Los jugadores del Córdoba celebran el gol de Narváez al Lorca./Foto: CCF

Quizá, de esto los pata negra saben mucho, no recordé que el Córdoba es un equipo de extremos, de cielo e infierno, averno del que ahora intenta salir -con pasos en falso como el de León-, pero con la misma decisión que en otro tiempo. Ahora, cada partido será una ascua que queme en las manos de la afición, pero también una oportunidad para asistir a una proeza que, de momento, se le reserva al Córdoba. Quién sabe si a principios de junio se tengan los puntos que dan la permanencia y todos tengamos esa sonrisa nerviosa que nos provocaba el equipo de otro tiempo.

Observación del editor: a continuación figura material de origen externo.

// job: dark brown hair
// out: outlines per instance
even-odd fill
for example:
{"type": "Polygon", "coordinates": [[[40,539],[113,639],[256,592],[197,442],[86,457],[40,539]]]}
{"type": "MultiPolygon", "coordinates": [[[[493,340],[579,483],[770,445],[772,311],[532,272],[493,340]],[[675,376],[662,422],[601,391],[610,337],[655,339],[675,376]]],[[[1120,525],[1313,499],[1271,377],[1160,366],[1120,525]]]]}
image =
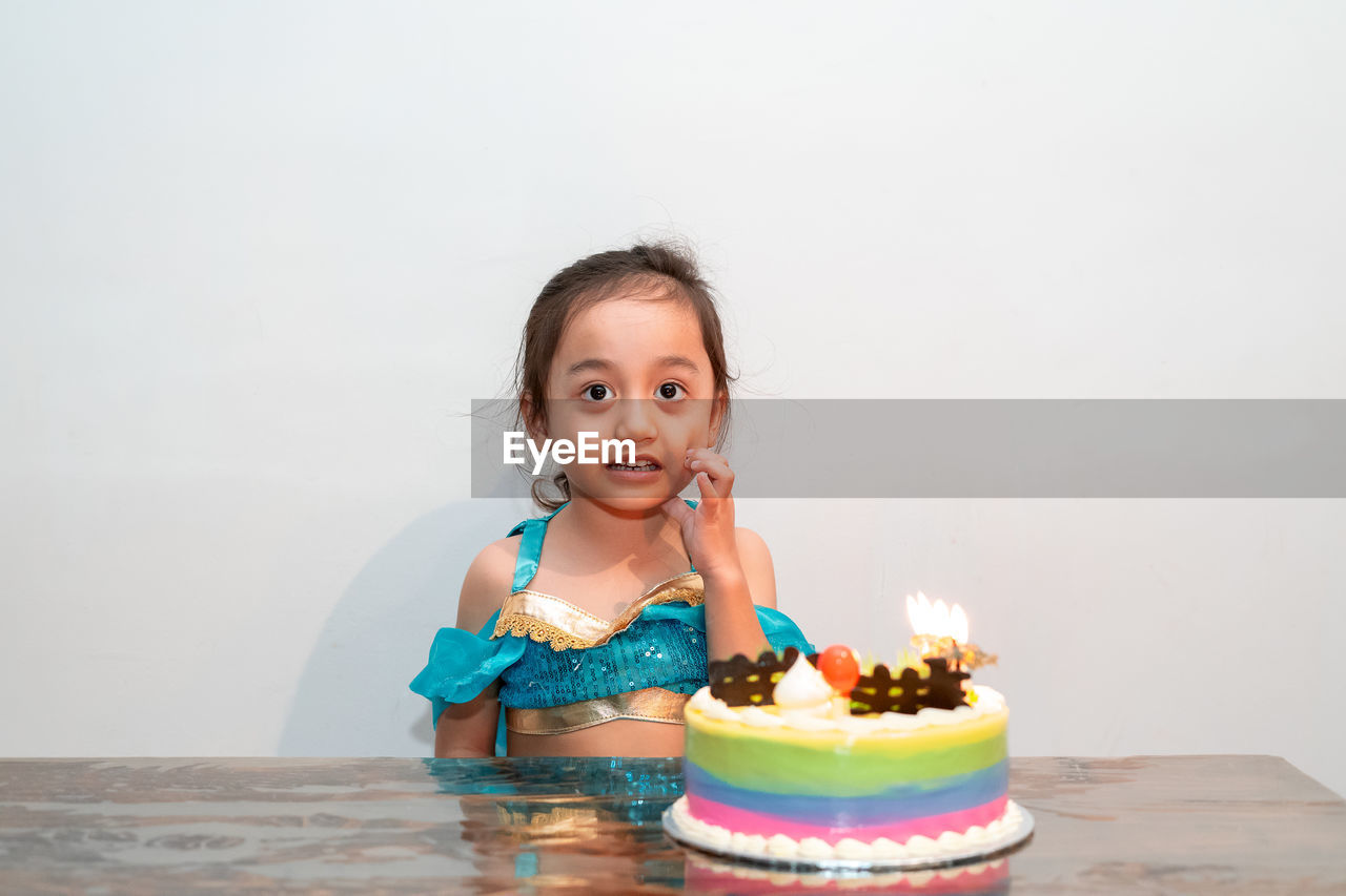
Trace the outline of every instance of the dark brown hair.
{"type": "MultiPolygon", "coordinates": [[[[685,301],[696,312],[701,324],[701,342],[711,359],[715,396],[723,394],[725,401],[716,444],[719,449],[728,432],[730,383],[736,377],[730,374],[724,358],[724,331],[720,326],[715,291],[701,277],[692,250],[678,242],[642,242],[630,249],[600,252],[580,258],[546,281],[528,313],[518,359],[514,363],[518,425],[526,425],[532,431],[546,429],[546,375],[552,369],[552,357],[556,355],[565,326],[580,311],[629,289],[662,292],[661,297],[685,301]],[[528,418],[525,398],[530,398],[536,408],[536,417],[532,420],[528,418]]],[[[537,479],[532,494],[540,506],[556,510],[571,499],[571,486],[565,472],[555,474],[551,480],[537,479]],[[542,494],[542,487],[548,482],[560,491],[560,498],[542,494]]]]}

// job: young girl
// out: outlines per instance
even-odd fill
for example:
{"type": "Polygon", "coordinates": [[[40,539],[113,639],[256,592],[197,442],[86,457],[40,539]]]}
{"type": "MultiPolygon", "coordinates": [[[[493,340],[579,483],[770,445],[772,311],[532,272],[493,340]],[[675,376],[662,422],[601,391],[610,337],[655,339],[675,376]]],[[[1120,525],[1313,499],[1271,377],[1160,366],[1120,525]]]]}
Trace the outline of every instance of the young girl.
{"type": "Polygon", "coordinates": [[[766,544],[734,525],[711,289],[670,246],[583,258],[538,295],[516,373],[537,444],[598,432],[631,440],[635,464],[565,464],[559,499],[533,486],[551,513],[472,561],[458,627],[412,682],[435,755],[503,755],[506,731],[511,756],[681,755],[708,661],[813,650],[775,609],[766,544]],[[700,499],[678,498],[693,478],[700,499]]]}

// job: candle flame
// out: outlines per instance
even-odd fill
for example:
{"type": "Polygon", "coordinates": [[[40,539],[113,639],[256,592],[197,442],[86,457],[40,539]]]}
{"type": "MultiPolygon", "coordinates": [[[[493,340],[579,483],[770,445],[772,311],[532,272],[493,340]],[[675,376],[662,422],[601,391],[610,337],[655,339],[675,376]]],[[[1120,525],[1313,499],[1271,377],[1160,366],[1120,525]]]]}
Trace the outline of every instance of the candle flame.
{"type": "Polygon", "coordinates": [[[950,608],[942,599],[931,604],[919,591],[915,597],[907,595],[907,622],[918,638],[952,638],[960,644],[968,642],[968,613],[962,607],[954,604],[950,608]]]}

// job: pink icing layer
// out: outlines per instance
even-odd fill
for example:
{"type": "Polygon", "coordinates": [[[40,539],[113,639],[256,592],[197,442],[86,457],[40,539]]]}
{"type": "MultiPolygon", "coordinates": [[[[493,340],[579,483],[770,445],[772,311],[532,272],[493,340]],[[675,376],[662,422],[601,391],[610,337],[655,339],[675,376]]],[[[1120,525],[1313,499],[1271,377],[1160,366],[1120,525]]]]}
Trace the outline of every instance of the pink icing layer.
{"type": "Polygon", "coordinates": [[[972,809],[960,809],[956,813],[926,815],[925,818],[909,818],[891,825],[868,825],[864,827],[818,827],[816,825],[804,825],[777,818],[775,815],[763,815],[762,813],[754,813],[747,809],[725,806],[724,803],[717,803],[713,799],[705,799],[695,794],[686,795],[686,807],[693,818],[699,818],[708,825],[719,825],[720,827],[734,833],[760,834],[763,837],[785,834],[791,839],[817,837],[828,845],[836,846],[837,842],[848,837],[851,839],[859,839],[864,844],[879,839],[880,837],[887,837],[896,844],[905,844],[917,834],[922,834],[923,837],[929,837],[931,839],[946,830],[961,834],[973,825],[985,827],[995,819],[1000,818],[1005,811],[1007,799],[1007,796],[997,796],[989,803],[973,806],[972,809]]]}

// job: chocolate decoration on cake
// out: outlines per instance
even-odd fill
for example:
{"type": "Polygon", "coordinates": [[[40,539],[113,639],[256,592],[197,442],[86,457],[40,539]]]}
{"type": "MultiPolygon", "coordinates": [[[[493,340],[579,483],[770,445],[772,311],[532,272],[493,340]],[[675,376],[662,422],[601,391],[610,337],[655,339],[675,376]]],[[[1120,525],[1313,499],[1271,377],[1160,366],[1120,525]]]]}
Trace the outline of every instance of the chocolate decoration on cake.
{"type": "Polygon", "coordinates": [[[927,657],[929,675],[922,675],[911,666],[903,667],[898,677],[884,665],[874,667],[870,675],[860,675],[860,682],[851,690],[851,714],[865,713],[906,713],[914,716],[927,706],[953,709],[966,706],[962,698],[962,682],[972,678],[965,671],[949,671],[949,661],[927,657]]]}
{"type": "MultiPolygon", "coordinates": [[[[817,657],[809,654],[805,659],[816,663],[817,657]]],[[[773,650],[763,650],[756,662],[743,654],[734,654],[730,659],[713,659],[707,666],[711,674],[711,696],[730,706],[771,705],[775,702],[773,697],[775,682],[781,681],[798,658],[798,647],[786,647],[781,657],[773,650]]]]}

Sea como fuere, esos más de 100 días de León han devuelto la ilusión a los aficionados, se han llenado de gestos, de guiños y han dejado a un equipo con alma que -pase lo que pase- ya hizo lo más difícil: hacer creer que sí se puede. En unas horas el Arcángel cantará su himno, como una oración pretérita, y cuando ruede el balón alguien gritará ¡A por ellos! Pase lo que pase el Córdoba volverá a tener a su gente, lo más importante ya se ha ganado.